How should/does nucleo handle umlauts?

Closed this issue 7 months ago · 2 comments

For example I notice that a needle ë fails to fuzzy match bë. On the other hand a needle e will match bë, and a needle ë will match a haystack ë.

let paths = ["be", "bë"];
let mut matcher = Matcher::new(Config::DEFAULT);
let matches = Pattern::parse("ë", CaseMatching::Ignore).match_list(paths, &mut matcher);
assert_eq!(matches.len(), 1); // fails

Is that expected or a bug? If expected can you say a bit more about why and suggested workarounds... mostly just so I can document to people using my app why it works the way that it does.

Thank you.

Answer 1 · 2023-12-17T12:04:26.000Z

You are using Config::DEFAULT which has normalization turned on.

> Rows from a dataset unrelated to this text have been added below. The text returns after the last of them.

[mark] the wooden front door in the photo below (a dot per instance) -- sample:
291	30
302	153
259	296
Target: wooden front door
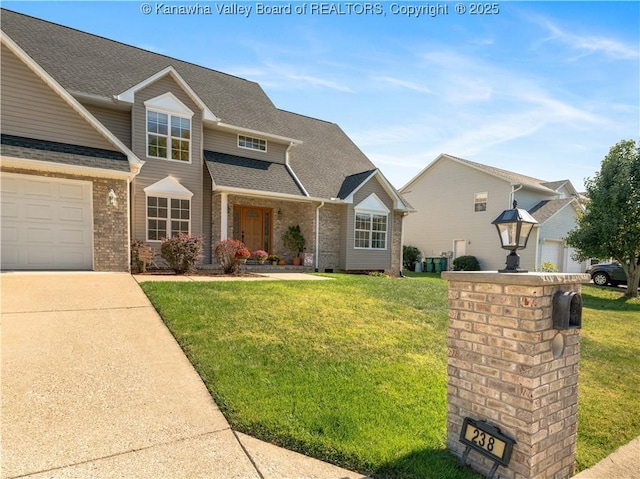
253	227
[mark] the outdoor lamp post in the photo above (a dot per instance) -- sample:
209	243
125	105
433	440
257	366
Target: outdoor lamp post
514	227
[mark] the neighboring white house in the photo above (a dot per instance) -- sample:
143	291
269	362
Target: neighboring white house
456	200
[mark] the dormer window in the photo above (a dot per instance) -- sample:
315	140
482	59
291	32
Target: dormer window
252	143
480	202
168	128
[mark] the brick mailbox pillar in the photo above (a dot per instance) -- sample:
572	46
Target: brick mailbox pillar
513	345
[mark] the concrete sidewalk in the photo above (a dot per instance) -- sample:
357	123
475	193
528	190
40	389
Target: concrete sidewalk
141	278
94	385
622	464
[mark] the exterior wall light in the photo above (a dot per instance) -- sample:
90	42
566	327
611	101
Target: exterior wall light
514	227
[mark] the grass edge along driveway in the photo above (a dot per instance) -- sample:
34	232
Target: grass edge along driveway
353	371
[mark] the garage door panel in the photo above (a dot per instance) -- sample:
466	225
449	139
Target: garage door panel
38	211
71	237
9	233
10	209
47	223
35	235
38	189
73	214
71	192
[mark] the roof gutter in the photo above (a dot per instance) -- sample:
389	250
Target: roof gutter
271	194
65	168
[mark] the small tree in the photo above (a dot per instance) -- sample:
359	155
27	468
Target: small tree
225	253
182	252
610	226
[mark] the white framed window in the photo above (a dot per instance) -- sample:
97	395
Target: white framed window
168	209
252	143
168	136
167	217
370	231
480	202
371	224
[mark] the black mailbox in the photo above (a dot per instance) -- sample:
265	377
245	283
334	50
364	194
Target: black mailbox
567	310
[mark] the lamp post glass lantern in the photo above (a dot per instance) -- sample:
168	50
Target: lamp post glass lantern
514	227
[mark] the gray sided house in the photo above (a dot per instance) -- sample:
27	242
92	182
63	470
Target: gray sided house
456	200
103	143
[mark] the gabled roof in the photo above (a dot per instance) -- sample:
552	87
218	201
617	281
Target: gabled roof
322	161
509	176
134	162
326	158
352	182
91	65
59	154
230	171
544	210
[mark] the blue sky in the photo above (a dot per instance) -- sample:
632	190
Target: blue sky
542	88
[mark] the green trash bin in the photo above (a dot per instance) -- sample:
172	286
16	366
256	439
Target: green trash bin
429	265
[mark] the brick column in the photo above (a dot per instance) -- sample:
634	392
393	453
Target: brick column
507	365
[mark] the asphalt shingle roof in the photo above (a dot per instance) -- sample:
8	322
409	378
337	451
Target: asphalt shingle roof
327	163
326	158
20	147
508	175
238	172
94	65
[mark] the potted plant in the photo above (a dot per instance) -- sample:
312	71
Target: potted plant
260	256
242	254
294	241
274	258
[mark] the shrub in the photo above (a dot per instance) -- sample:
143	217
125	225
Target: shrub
225	253
182	252
466	263
259	256
242	253
410	256
548	267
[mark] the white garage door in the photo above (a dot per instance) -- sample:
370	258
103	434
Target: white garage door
46	223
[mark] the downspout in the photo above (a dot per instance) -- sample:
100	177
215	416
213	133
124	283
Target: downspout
513	195
404	215
224	216
290	170
317	252
129	218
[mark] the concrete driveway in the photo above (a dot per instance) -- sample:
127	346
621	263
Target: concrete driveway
94	385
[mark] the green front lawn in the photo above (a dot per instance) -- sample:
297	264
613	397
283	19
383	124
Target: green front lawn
353	370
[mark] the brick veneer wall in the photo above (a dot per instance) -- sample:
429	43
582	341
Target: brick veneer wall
501	368
110	224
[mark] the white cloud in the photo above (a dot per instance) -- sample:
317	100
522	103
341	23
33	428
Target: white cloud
590	44
397	82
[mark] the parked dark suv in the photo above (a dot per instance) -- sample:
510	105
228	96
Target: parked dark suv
610	273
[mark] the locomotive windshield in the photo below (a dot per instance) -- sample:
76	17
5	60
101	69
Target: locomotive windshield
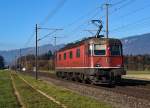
99	49
115	50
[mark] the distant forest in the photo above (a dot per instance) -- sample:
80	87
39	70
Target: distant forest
46	62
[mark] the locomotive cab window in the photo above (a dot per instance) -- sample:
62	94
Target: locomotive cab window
99	49
70	54
59	57
115	50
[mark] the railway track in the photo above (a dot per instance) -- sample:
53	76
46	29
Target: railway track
129	93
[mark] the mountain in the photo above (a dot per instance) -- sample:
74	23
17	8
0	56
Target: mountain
11	55
135	45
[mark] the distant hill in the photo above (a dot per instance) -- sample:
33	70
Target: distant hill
10	55
135	45
131	45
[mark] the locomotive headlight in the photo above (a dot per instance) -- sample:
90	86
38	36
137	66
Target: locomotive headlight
118	65
97	65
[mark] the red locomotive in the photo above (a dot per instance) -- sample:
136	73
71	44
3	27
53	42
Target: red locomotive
93	60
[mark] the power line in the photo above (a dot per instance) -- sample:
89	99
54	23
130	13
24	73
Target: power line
83	16
134	11
134	23
124	5
53	12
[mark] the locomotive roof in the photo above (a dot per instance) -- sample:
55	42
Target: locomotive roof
88	40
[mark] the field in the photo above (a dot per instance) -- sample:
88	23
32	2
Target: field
33	99
143	75
7	97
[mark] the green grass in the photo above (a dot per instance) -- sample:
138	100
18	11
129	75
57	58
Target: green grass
70	99
7	97
138	72
30	97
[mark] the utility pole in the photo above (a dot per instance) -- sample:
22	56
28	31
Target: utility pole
20	59
55	58
107	18
36	51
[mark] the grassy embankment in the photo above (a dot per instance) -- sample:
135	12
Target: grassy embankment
66	97
30	97
7	97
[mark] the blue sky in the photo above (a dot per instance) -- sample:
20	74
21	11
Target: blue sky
18	19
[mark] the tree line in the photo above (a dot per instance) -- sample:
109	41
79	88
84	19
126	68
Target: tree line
46	62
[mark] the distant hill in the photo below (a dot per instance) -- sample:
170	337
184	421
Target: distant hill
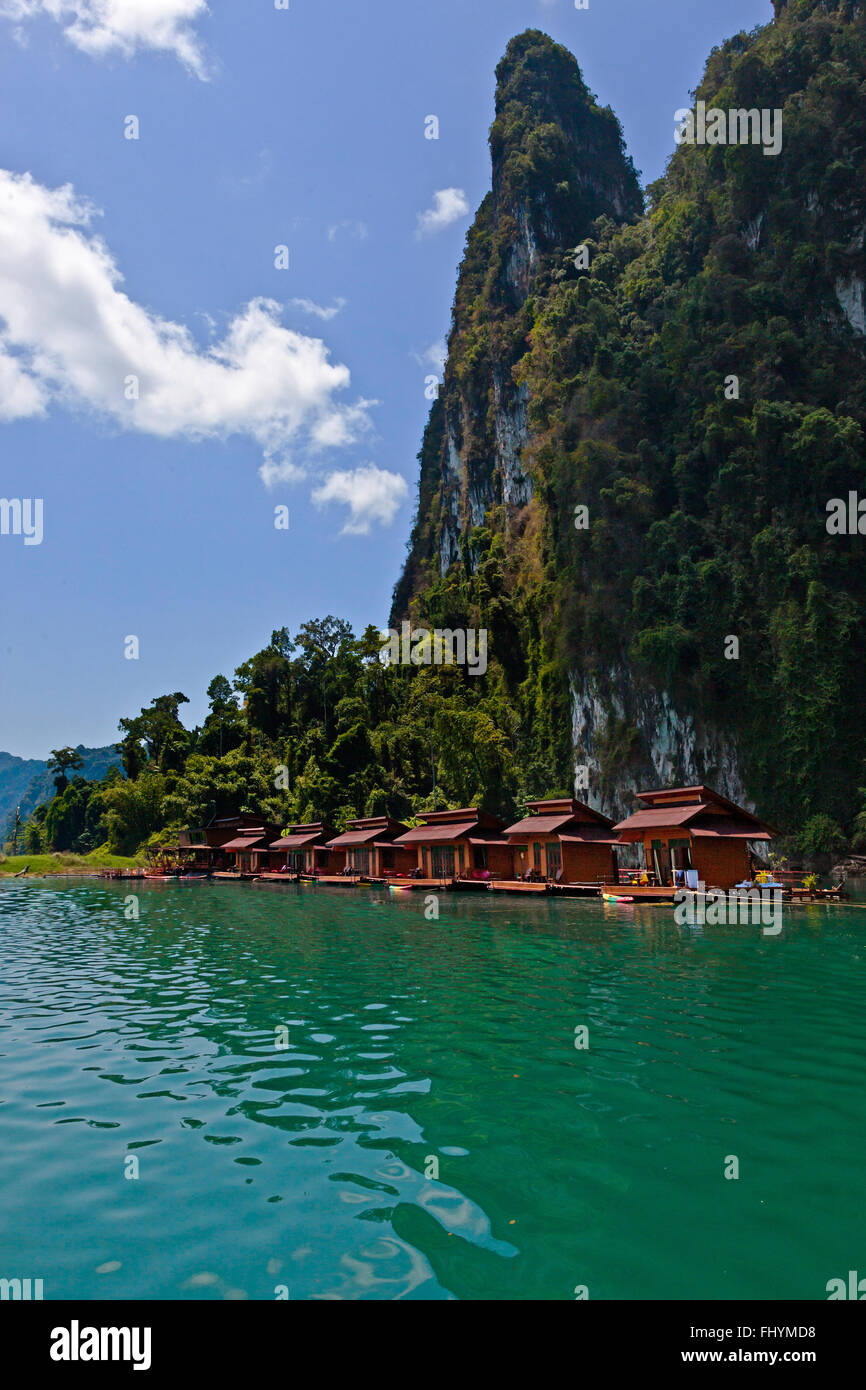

pub const DEFAULT: Config = {
        Config{
            delimiter_chars: b"/,:;|",
            bonus_boundary_white: BONUS_BOUNDARY + 2,
            bonus_boundary_delimiter: BONUS_BOUNDARY + 1,
            initial_char_class: CharClass::Whitespace,
            normalize: true,
            ignore_case: true,
            prefer_prefix: false,}
    }

This will convert non ascii characters to ascii, so turning it off should solve this.

let mut conf = Config::DEFAULT;
conf.normalize = false;

Answer 2 · 2023-12-17T16:48:36.000Z

Thanks for your help, that solve the problem for me.